PORTLAND – Ten-year-old Peter DiNinno had a drill, and he was ready.
He pulled a drill bit out of his apron, put it in the drill and powered it up with a playful jab at the air in front of him.
“OK, let’s talk about the way to use the drill,” said Margaret Mountcastle, an assistant boatbuilder assigned to help Peter’s Breakwater School team at the eighth annual Boat Building Festival, which began Friday at Back Cove.
Peter, turning the drill off, joined his team in patiently watching Mountcastle as she explained how to properly, and safely, drill a hole.
The Breakwater team was one of 14 teams that kicked off the festival, the primary fundraiser for the Compass Project, a division of Spurwink Services. Each three- to five-person team is building a 12-foot Bevin skiff with help from an assistant boatbuilder.
After starting from scratch Friday afternoon, the teams are expected to complete their boats and launch them Sunday afternoon for the culmination of the festival. The teams will work all weekend under a big white tent on Back Cove, across from the Hannaford supermarket.
The festival is the biggest single fundraiser for the Compass Project, which was founded in 2002 by Executive Director Pat Ryan. This year’s festival raised $25,000, she said. Last year’s raised $15,000.
Ryan, who will retire next week, said she started the program to give at-risk students from Greater Portland a chance to enjoy boat-building, build self-esteem, develop skills, improve their confidence and work ethic, and gain a sense of accomplishment.
“We use boat-building as a way to teach kids struggling in school,” Ryan said.
Each team pays $750 to participate. The teams represent families, youth groups, school and camp groups, and a law firm from the Boston area.
The boatbuilders range from kids just old enough to swing a hammer to grandparents.
“Everyone learns a lot,” said Ted Samuel, a longtime volunteer boatbuilder. “There’s controlled confusion, but at the end every boat will float on Sunday afternoon.”
The festival is at Back Cove Park for the first time, moving from its past location in Monument Square.
“We thought it would be a nice idea to try out a location closer to the water,” Ryan said. “And it’s so open here.”
With its proximity to the water, the festival has a new event this year. At 4 p.m. today, there will be a Mascot Rundown row-off between Slugger of the Portland Sea Dogs and Crusher of the Maine Red Claws.
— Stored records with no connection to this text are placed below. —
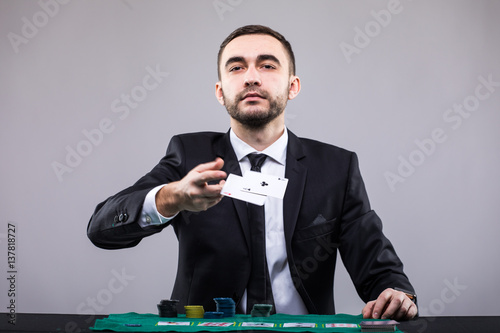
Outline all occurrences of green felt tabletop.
[91,312,401,333]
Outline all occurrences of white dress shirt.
[139,128,307,314]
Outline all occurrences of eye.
[262,64,276,69]
[229,66,243,72]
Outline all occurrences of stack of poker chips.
[203,312,224,319]
[252,304,273,317]
[214,297,236,317]
[158,299,179,317]
[184,305,205,318]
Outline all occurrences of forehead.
[221,35,288,67]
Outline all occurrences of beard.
[222,87,288,129]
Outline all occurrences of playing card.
[220,174,267,206]
[283,323,316,328]
[242,171,288,199]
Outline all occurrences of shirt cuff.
[139,184,177,228]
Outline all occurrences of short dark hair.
[217,25,295,80]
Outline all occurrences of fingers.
[361,301,375,319]
[193,157,224,172]
[362,288,418,320]
[189,157,227,187]
[172,158,227,211]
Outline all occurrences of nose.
[245,67,262,87]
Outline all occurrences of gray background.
[0,0,500,315]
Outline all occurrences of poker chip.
[251,304,273,317]
[214,297,236,318]
[158,299,179,317]
[184,305,205,318]
[203,312,224,319]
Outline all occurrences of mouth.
[241,91,264,101]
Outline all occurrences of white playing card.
[220,174,267,206]
[242,171,288,199]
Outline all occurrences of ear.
[215,81,224,105]
[288,75,300,99]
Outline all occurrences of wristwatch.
[394,287,417,304]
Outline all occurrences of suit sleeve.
[339,153,414,302]
[87,137,185,249]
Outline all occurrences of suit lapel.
[283,131,307,250]
[215,132,254,251]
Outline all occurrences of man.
[88,26,417,320]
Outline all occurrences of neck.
[231,117,285,151]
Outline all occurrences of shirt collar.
[229,127,288,165]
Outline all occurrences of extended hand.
[156,157,227,217]
[361,288,418,320]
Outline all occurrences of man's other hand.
[361,288,418,320]
[156,157,227,217]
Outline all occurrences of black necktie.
[247,154,275,313]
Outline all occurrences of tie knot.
[247,154,267,172]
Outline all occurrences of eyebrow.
[225,54,281,68]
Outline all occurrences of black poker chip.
[158,299,179,318]
[214,297,236,318]
[203,311,224,319]
[251,304,273,317]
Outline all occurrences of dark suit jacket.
[87,132,413,314]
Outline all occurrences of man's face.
[216,35,300,129]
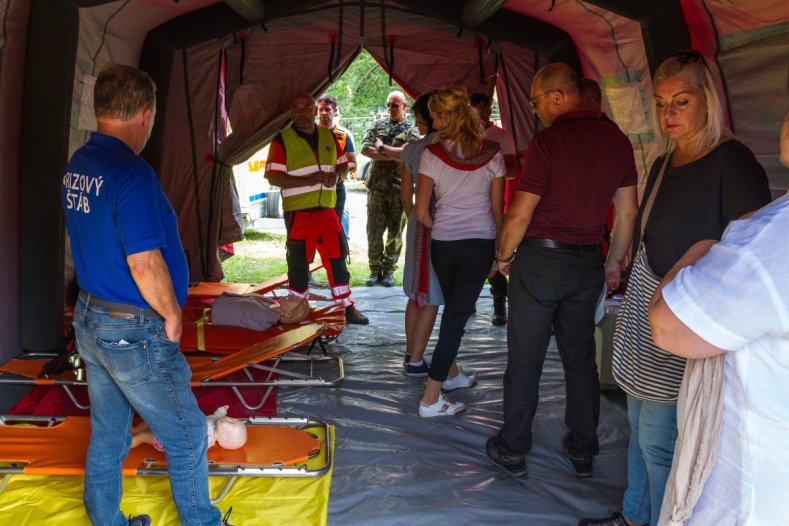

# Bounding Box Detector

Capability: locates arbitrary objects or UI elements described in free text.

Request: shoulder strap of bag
[639,148,671,239]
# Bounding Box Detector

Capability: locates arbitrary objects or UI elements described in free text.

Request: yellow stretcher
[0,415,333,503]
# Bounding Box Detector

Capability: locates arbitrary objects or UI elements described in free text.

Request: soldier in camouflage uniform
[361,91,419,287]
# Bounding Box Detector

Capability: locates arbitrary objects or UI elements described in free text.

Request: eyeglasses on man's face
[529,88,559,110]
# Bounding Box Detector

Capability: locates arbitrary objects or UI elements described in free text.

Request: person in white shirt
[468,93,518,325]
[649,195,789,525]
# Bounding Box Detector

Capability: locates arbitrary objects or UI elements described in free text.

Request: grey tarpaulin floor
[278,287,627,525]
[0,287,627,526]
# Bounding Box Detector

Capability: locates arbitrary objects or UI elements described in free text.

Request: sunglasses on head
[666,49,708,67]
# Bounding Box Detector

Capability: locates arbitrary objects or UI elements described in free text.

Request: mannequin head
[279,294,310,325]
[214,416,247,449]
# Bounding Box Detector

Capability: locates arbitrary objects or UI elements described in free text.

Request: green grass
[222,256,403,289]
[244,228,285,245]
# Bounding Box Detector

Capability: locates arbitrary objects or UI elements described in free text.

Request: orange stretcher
[186,262,345,354]
[0,415,332,502]
[181,304,345,354]
[0,323,345,410]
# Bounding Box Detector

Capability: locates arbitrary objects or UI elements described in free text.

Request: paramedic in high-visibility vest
[266,93,370,325]
[318,93,356,237]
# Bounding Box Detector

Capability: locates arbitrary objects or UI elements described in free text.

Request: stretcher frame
[187,261,345,354]
[0,415,333,504]
[0,323,345,411]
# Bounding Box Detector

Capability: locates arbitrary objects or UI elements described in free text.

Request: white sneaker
[441,368,477,391]
[419,393,466,418]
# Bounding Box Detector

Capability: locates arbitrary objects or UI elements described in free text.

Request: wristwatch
[493,252,515,265]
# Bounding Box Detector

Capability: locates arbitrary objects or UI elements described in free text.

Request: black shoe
[578,510,646,526]
[381,272,394,287]
[562,433,594,479]
[490,296,507,325]
[345,305,370,325]
[485,435,529,477]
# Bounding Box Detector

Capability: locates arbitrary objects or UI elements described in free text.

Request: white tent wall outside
[0,0,789,364]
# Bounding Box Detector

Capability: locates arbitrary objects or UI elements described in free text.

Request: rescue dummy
[131,405,247,451]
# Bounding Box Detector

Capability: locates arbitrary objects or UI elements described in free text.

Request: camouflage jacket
[359,117,419,190]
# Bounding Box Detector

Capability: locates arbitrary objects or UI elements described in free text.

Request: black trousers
[430,239,495,382]
[499,245,604,457]
[488,272,507,298]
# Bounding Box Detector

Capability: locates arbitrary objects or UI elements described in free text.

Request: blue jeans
[74,297,221,526]
[429,239,495,382]
[622,395,677,525]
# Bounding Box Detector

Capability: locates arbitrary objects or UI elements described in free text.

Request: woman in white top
[415,87,507,417]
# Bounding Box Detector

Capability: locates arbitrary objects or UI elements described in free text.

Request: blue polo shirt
[61,133,189,308]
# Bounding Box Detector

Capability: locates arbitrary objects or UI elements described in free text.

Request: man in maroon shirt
[486,64,638,477]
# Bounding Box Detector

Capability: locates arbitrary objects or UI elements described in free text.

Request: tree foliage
[329,50,411,142]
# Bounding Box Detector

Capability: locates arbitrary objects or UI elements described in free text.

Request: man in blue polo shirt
[61,64,225,526]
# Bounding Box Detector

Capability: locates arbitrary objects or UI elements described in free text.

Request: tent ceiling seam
[181,48,208,276]
[91,0,131,76]
[0,0,12,55]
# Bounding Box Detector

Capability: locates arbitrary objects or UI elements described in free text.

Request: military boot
[364,270,381,287]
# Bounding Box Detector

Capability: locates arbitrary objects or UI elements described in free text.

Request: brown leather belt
[522,237,603,255]
[79,290,162,319]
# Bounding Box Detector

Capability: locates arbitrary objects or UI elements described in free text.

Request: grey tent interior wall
[140,4,250,173]
[588,0,690,73]
[19,0,79,351]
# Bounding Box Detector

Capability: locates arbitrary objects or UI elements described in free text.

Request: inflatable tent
[0,0,789,359]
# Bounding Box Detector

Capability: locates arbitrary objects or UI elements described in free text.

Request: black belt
[79,290,162,319]
[522,237,603,255]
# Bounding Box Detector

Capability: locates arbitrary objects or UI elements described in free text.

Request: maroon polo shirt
[518,111,638,244]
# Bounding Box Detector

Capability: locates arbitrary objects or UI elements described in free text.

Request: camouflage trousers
[367,188,406,273]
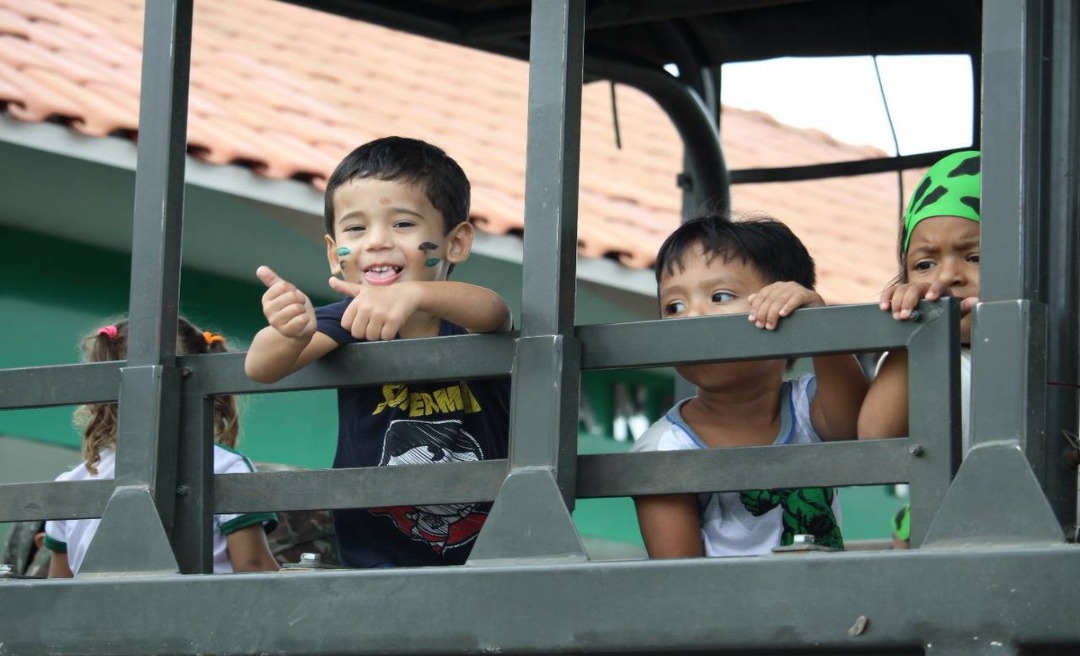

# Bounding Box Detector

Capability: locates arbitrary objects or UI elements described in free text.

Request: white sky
[721,55,972,155]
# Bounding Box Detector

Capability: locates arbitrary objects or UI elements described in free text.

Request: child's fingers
[878,284,899,310]
[255,265,284,287]
[892,285,922,321]
[923,282,949,300]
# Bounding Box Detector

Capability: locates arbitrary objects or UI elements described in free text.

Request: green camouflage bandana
[904,150,982,254]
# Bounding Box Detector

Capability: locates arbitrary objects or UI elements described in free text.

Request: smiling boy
[244,137,511,567]
[633,215,866,558]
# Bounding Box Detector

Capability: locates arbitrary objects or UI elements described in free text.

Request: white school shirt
[45,444,276,574]
[631,374,840,555]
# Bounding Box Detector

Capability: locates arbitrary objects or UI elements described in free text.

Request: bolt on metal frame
[0,0,1080,654]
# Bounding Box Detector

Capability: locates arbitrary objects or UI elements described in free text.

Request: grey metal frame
[0,0,1080,654]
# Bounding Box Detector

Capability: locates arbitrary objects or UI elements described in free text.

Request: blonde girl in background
[45,317,279,578]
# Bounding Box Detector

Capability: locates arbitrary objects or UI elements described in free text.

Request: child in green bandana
[859,150,982,443]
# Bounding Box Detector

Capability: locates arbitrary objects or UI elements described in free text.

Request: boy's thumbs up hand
[329,278,432,342]
[255,265,283,287]
[255,266,316,340]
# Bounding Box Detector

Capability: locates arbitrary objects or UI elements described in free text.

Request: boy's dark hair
[657,213,816,290]
[323,136,470,237]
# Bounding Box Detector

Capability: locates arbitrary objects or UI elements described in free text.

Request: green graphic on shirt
[739,487,843,549]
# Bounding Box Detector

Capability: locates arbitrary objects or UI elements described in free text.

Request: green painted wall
[0,227,897,550]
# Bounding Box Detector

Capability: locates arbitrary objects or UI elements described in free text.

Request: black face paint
[420,241,440,267]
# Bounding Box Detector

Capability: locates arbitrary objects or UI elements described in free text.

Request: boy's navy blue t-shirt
[315,298,510,567]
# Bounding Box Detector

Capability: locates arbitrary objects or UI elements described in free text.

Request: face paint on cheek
[420,241,440,267]
[337,246,352,269]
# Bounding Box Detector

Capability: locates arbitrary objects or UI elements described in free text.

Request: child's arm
[329,278,510,342]
[225,524,281,572]
[859,282,978,439]
[750,281,866,440]
[49,551,75,578]
[859,351,907,440]
[244,267,337,383]
[634,494,705,558]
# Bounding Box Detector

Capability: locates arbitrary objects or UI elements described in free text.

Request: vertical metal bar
[510,0,585,482]
[117,0,192,566]
[1044,0,1080,533]
[172,394,214,574]
[469,0,585,564]
[908,299,960,547]
[972,0,1077,524]
[127,0,192,365]
[980,0,1045,300]
[522,0,584,337]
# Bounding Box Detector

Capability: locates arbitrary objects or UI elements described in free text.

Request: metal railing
[0,0,1080,654]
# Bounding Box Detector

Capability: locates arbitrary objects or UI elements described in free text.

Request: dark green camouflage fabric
[740,487,843,549]
[0,521,52,578]
[255,463,338,565]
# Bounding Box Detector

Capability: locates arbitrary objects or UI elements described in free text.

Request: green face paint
[904,150,982,254]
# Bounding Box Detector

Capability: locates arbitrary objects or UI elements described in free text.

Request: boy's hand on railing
[329,278,426,342]
[879,282,978,321]
[255,266,318,340]
[747,281,825,331]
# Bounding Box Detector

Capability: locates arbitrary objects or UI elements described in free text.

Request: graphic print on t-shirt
[370,421,487,553]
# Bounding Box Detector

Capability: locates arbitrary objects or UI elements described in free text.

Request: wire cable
[870,55,904,222]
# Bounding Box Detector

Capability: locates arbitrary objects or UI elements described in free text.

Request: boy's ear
[446,222,473,264]
[323,235,341,276]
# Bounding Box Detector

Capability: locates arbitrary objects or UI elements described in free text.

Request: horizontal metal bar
[0,480,113,522]
[178,332,517,396]
[577,302,928,370]
[731,148,968,185]
[214,460,509,513]
[0,545,1080,655]
[578,438,914,498]
[0,361,126,410]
The festival will conclude Sunday afternoon with a caravan led by a Portland Duck Boat — kids will be able to ride free on the amphibious truck — and including a string of cars hauling the new boats from Back Cove to East End Beach, where they will be launched.
That’s where the teams’ work will be put to the test, said Emily Damon, a veteran boatbuilder at the age of 13, having done this several times.
“Over the years,” she said, “one thing I learned is that too much glue instead of too little glue is good because once, we had three boats with leaks.”